Why couldn’t he leave it? Dragging things up. Raking over things that were best forgotten – Does he think I enjoyed it, being a father, being the one who had to keep them in order?

‘Do you know that Dirk is practically a fascist? And do you know where he got it from?’

‘That’s bloomin’ stupid. Are you calling me a fascist? I lived through a bloomin’ war against the fascists –’

Then Alfred remembered losing control. He remembered hitting Darren as he lay on the ground, he had just called his father a ‘little Hitler’, he didn’t know what he was saying, of course, but Alfred couldn’t listen to something like that, we spent so many years hating Hitler, and then my own son –

My own dear son
. For he was crying, now Alfred saw it clearly, dreadful to see the tears running down, what would they think, the watching women – he hauled himself up, using all his strength, stretched out his hand and squeezed his shoulder. ‘Darren, my duck. Darren, Darren –’

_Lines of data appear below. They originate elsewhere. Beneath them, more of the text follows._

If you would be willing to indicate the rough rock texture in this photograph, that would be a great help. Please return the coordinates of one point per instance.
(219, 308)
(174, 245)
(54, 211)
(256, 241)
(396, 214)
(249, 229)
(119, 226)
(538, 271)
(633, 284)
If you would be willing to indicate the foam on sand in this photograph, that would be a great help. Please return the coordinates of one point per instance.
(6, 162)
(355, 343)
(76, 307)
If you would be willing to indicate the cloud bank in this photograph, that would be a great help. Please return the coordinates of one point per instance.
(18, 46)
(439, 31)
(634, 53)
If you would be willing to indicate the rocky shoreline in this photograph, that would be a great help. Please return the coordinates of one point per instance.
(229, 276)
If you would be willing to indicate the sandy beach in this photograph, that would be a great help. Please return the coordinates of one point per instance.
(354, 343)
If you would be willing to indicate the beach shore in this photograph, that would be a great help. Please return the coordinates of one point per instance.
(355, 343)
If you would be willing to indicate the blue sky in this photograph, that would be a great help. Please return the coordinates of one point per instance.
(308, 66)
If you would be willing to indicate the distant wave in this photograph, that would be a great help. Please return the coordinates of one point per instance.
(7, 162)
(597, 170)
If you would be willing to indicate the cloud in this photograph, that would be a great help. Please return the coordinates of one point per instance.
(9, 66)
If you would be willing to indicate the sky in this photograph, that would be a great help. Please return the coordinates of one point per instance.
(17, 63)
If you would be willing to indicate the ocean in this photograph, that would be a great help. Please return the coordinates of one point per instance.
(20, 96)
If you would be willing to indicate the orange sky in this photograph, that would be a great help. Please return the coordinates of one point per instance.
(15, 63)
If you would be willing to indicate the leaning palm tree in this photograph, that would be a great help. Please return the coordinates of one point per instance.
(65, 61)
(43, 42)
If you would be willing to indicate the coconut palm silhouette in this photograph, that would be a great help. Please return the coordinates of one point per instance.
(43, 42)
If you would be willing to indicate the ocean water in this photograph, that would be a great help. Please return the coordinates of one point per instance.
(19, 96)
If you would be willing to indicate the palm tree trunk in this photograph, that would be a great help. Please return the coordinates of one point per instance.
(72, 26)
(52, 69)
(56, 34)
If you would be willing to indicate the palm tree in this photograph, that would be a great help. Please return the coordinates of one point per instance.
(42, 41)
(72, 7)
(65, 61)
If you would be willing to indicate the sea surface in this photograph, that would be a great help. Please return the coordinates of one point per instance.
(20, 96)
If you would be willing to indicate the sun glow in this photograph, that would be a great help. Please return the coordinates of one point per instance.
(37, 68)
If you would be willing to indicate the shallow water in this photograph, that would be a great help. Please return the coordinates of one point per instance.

So all his efforts had led to this.

He’d got things wrong, then. Done it wrong. He’d done his best, but got it wrong –

I never meant to. Does anyone
?

‘Everything all right, Mr White?’ It was Staff Nurse Akalawu. Very pleasant. Though coloured. She seemed to be keeping a weather eye.

‘Darren here is a bit upset. If you could leave us alone for a minute …’

‘Just one minute, then I’m afraid he’ll have to go.’

Darren pulled himself together. He had snot on his nose. He looked like he used to when he was a boy.

So I wasn’t a good father. Perhaps it was true. Of course Dirk’s a bit odd, and Shirley’s had her problems, but Darren – I thought we’d got that part right.

Alfred bit his lip. How could you ever know? You just had to get on with it, there wasn’t a textbook, you did the things you thought fathers had to do. And May never criticized, May backed me up, if I was so wrong, you’d think she would have said – ‘Mum and I only wanted the best for you.’

‘My life is a mess. I hate my life.’

‘You’re upset, Darren. You’ll feel better in the morning. Go and get some air. Have a word with –’ What’s her name? How can I remember, if he keeps on marrying? ‘– your wife. She seemed a sensible girl.’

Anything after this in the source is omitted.